From that evidence, it is reasonable to guess that SQLite reads the whole DB file upon open. But it is unreasonable to conclude so. As Richard says, SQLite reads in what it must to satisfy queries. It does read in whole "pages" at a time, so that "must" includes portions of pages which may not be strictly required. Possibly, your large DB files have bigger pages, which would include the one(s) in which the sqlite_schema (aka "sqlite_master) table resides.

You need to discover why all that disk activity is occurring. There is no SQLite option to avoid it because SQLite avoids it without being told.
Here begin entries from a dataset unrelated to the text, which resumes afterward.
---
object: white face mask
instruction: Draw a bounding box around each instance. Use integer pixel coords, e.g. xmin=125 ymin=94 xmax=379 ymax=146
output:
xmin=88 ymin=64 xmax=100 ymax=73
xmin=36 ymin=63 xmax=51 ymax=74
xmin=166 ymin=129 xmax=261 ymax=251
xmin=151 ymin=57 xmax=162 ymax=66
Your SQLite library wrapper might be responsible, or there may be things happening not yet apparent to you.  (Those are my guesses.)

(9) By Johan Lammens (jlammens) on 2021-05-28 15:12:50 in reply to 6 [link]

OK, thanks for your response.

(7) By Tim Streater (Clothears) on 2021-05-28 14:53:54 in reply to 4 [link]

Have you tried doing the same using the SQLite shell program? (sqlite3.exe, sqlite3.app, ...)

(10) By Johan Lammens (jlammens) on 2021-05-28 15:13:14 in reply to 7 [link]

Yes, sqlite3.exe shows the same behavior.

(11) By Richard Hipp (drh) on 2021-05-28 15:14:53 in reply to 10 [link]

Might there be some kind of virus scanner on Mr. Lammens's Windows machine
that is causing the observed behavior?

(8) By RandomCoder on 2021-05-28 14:56:42 in reply to 4 [link]

I suspect there must be more going on than is present in your description.

If I run this query on a instrumented build of SQLite that logs all reads/writes and point it at a 16709362688 byte SQLite database, the process reads only 4712 bytes from the file.  Indeed it finished very quickly, suggesting not all of the 16gb file was read.

(12) By Johan Lammens (jlammens) on 2021-05-28 15:15:59 in reply to 8 [link]

Thanks for looking into this, I will need to investigate further.

(3) By Richard Hipp (drh) on 2021-05-28 14:23:56 in reply to 1

SQLite reads the minimal amount of the file that it can get away with
in order to answer your query precisely.  What makes you think that
it reads the entire file into memory?

(5) By Johan Lammens (jlammens) on 2021-05-28 14:35:51 in reply to 3 [link]

see my response just before; here is a formatted version of the script:

```
SELECT 
  'n'||'='||count(*)||'+'||group_concat(namelen,'+') as db_schema
FROM (
  select name, name||'='||length(sql) as namelen, type from sqlite_master
  WHERE type = 'table' and name not like 'Persistent%'
  order by name
  )
group by type
;
```

(13) By Johan Lammens (jlammens) on 2021-05-28 15:34:45 in reply to 1 [link]

You are all right - there was indeed an intervening process (gunzipping the db file before it was opened) that was responsible for the delay. On an uncompressed db file the response time is very good.

Apologies for the confusion, and thanks all for your help!